更に、40年前に堀内誠一さんが描かれていた英語版「かずのえほん」に谷川さんが新たに詩を書き下ろし、『かずのえほん いくつかな?』として登場。
- かずのえほん いくつかな?
- 作:谷川 俊太郎
- 絵:堀内 誠一
- 出版社:くもん出版
谷川俊太郎・作 堀内誠一・絵「ことばとかずのえほん」シリーズ、「かずのえほん いくつかな?」。40年前に堀内誠一が描いた絵本のイラストに、2010年、谷川俊太郎が新たに詩を書き下ろしました。
かたつむりがおさんぽしながら1から10まで数える、美しくて楽しいかずのえほんです。
その発売を記念して、谷川俊太郎さんへのインタビューが実現しました!38年前になる制作当時の貴重なエピソードを伺いながら、それぞれの絵本のみどころ紹介してくださっています。また、今は亡き「天才」堀内誠一さんとのやり取りの話なども登場します。
お楽しみください!!
●「ことばのえほん」シリーズの誕生
─── 「ことばのえほん」シリーズが作られたのは今から38年も前のことですね。誕生のきっかけなどのエピソードを教えて頂けますか?
当時、波瀬満子さん(※)たちと設立した「ことばあそびの会」の活動の中で言葉遊びの詩なんかを書いていたんですね。日本語の響きの面白さを伝えたいというのが発想のもとになっているんです。そこから絵本をつくってみようという話になって。だから音の方から入っているんですね。1972年にこの「ことばのえほん」シリーズが発売された時はソノシートと呼ばれる薄いレコードが付いていたんですよ。

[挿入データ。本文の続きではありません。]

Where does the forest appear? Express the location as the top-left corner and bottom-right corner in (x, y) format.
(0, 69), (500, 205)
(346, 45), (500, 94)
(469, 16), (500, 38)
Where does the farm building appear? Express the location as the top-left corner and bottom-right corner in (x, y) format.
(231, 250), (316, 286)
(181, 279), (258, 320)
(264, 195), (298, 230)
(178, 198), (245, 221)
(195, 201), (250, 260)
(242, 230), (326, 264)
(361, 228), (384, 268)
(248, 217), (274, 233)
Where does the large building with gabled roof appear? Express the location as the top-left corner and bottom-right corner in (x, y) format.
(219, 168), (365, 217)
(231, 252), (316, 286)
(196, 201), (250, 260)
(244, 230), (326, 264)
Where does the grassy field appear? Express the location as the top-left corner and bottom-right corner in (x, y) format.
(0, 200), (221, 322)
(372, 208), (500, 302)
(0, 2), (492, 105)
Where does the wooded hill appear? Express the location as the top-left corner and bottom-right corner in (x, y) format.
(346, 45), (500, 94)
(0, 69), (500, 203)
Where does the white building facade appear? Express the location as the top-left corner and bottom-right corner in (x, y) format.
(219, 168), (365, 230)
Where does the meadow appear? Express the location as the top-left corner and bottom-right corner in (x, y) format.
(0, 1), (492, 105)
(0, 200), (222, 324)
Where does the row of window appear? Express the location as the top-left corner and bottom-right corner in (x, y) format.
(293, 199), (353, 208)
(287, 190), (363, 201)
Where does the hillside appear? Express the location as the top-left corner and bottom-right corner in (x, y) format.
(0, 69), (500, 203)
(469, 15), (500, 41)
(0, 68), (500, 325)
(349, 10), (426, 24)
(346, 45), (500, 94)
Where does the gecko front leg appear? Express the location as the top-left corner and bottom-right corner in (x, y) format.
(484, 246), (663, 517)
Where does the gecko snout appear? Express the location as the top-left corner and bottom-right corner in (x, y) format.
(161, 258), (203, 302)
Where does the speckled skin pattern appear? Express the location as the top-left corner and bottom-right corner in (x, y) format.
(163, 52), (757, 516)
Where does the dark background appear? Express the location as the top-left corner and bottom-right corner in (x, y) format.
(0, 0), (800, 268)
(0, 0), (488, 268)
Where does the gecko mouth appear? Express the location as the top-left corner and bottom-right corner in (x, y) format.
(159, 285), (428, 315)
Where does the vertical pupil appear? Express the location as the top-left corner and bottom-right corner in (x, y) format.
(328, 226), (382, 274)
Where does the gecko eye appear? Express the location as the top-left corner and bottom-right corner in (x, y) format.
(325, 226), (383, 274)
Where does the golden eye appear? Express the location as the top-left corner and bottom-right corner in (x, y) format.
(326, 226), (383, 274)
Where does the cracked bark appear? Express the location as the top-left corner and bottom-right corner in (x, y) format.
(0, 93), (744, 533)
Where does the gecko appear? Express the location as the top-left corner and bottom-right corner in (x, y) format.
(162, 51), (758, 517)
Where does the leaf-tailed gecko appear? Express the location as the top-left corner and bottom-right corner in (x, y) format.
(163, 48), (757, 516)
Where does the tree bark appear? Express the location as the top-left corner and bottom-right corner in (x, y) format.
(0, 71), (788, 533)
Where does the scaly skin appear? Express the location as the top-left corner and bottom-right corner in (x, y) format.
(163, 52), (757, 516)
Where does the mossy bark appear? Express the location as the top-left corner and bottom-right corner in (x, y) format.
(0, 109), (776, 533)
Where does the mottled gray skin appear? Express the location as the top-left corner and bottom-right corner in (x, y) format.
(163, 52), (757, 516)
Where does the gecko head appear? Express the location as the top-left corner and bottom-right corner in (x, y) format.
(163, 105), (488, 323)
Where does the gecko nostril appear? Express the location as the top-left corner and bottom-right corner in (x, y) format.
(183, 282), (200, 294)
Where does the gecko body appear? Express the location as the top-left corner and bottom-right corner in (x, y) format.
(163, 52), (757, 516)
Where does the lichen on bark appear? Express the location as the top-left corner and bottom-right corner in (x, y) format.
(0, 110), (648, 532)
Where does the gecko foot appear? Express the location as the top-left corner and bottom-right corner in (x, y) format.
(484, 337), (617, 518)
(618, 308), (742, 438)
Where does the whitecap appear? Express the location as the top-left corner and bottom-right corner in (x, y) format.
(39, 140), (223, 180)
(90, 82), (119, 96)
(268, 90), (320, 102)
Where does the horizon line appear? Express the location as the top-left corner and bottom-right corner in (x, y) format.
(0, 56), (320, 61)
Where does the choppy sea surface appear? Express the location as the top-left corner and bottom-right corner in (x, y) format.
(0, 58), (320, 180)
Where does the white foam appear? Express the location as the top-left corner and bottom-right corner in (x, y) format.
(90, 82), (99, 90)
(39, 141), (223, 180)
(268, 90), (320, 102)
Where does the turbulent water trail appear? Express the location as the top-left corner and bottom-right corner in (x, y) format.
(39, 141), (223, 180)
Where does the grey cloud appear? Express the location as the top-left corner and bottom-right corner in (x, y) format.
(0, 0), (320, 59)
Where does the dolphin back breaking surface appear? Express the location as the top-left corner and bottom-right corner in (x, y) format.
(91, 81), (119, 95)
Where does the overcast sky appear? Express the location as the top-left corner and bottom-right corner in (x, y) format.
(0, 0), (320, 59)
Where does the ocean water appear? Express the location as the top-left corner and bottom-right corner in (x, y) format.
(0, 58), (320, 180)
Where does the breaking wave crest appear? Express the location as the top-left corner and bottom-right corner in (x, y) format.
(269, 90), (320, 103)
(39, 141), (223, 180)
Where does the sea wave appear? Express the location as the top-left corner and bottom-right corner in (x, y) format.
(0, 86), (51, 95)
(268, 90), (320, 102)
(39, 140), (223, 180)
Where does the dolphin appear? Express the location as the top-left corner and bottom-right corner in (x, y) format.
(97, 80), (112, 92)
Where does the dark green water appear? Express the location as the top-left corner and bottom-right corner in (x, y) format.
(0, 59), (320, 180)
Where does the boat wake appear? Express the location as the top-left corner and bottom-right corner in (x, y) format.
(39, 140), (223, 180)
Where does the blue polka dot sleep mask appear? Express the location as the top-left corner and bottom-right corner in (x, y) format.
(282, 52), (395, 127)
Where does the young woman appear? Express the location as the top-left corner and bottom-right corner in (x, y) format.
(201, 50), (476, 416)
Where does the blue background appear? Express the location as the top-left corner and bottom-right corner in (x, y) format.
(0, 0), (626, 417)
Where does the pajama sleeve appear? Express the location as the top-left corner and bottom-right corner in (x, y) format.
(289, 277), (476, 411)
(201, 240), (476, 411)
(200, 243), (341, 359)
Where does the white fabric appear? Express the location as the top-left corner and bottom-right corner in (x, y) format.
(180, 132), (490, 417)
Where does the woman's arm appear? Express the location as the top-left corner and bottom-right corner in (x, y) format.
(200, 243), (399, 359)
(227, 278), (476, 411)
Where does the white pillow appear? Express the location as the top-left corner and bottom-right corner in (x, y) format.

※波瀬満子(はせみつこ)・・・パフォーミング・アーティスト。劇団四季・仮面座を経て、1977年詩人谷川俊太郎らと「ことばのあそびの会」を設立。以来一貫して“ことば・パフォーマンス”の道を歩き詩やことばあそびをステージ構成し、表現するジャンルを確立。著書に『しゃべる詩あそぶ詩きこえる詩』『あいうえおとaiueoがあいうえお』他。
谷川さんと波瀬さんの対談集『かっぱ、かっぱらったか?』(太郎次郎社)に「ことばのえほん」シリーズ誕生にまつわるエピソードがたっぷり掲載されています!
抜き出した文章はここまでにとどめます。